The market being able to support such high densities is another matter.
These numbers confirm what many have known for a while: power is the bottleneck.
Oracle is throwing $5 billion at the UK cloud market.
Learn more about how we’re supporting the UK Government’s vision for an #AI-driven future: social.ora.cl/60140etHj#CloudWorld
— Oracle (@Oracle)
5:40 PM • Mar 17, 2025
The company plans to open multiple cloud regions across the UK, hoping to challenge the dominance of AWS, Azure, and GCP. This is Oracle’s most aggressive push yet to grab a piece of the enterprise AI market.

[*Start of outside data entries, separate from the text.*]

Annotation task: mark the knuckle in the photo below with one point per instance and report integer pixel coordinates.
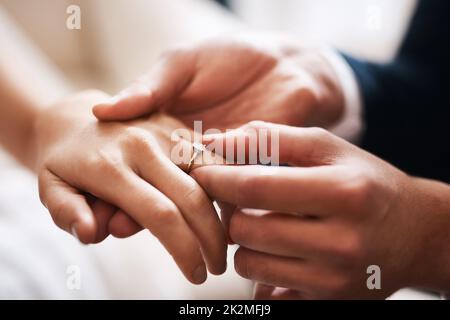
(337, 286)
(138, 140)
(356, 189)
(175, 54)
(241, 263)
(256, 125)
(236, 227)
(165, 216)
(303, 93)
(57, 211)
(349, 249)
(320, 134)
(245, 189)
(107, 162)
(196, 199)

There’s even rumours they’ll bid for the AI growth zones, though it’s difficult to see how a US company could guarantee the sovereignty these zones require.
Why this matters:
Oracle is finally making a serious play to compete with AWS, Azure, and GCP, and $5B is a big deal for the UK.

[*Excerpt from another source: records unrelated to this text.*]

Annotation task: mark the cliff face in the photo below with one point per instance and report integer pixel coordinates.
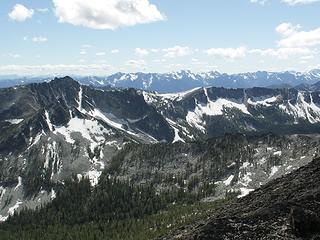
(286, 208)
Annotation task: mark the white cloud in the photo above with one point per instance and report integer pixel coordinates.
(43, 10)
(296, 2)
(100, 54)
(61, 69)
(20, 13)
(102, 14)
(287, 29)
(141, 52)
(136, 63)
(227, 53)
(281, 53)
(177, 51)
(261, 2)
(14, 55)
(293, 38)
(39, 39)
(87, 46)
(114, 51)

Oracle’s existing enterprise relationships with UK customers could give it an edge in AI workloads.
This move may be too little too late as sovereignty and the geopolitical risks of US cloud hosting are top of mind for everyone in the UK right now.
OpenAI’s Stargate infrastructure project is set to house 400,000 Nvidia chips in Abilene, Texas.
The first data center complex for OpenAI’s $100 billion Stargate infrastructure venture will have space for as many as 400,000 of Nvidia’s powerful AI chips.
🔗💻🤖: bloomberg.com/news/articles/…
— Bloomberg Graphics (@BBGVisualData)
6:45 PM • Mar 18, 2025
The 1.2GW site developed by Crusoe aims to be one of the world’s largest AI clusters, with completion expected by mid-2026. Oracle has already committed to utilising the full capacity of the Abilene facility, and OpenAI plans to expand Stargate to 10 sites across the US.
The project’s overall valuation?
A staggering $100 billion.
Why this matters:
If OpenAI can secure 10 sites of this magnitude, it will be one of the largest AI compute networks globally.
With competitors like xAI and Meta also building their own compute clusters, we can likely expect more gigascale clusters in the future.
GTC week is always a spectacle.
Rack densities climb ever higher, booth costs do the same, and everyone is left scratching their heads as to where we’re all going next. And that’s before Abu Dhabi builds an investment partnership like no other, neocloud IPO season begins, Perplexity doubles its valuation in less than 6 months, and Oracle goes hard in the UK and a gigascale stargate opens in Texas.
GTC might feel like a cult, but right now, it’s the only one worth joining.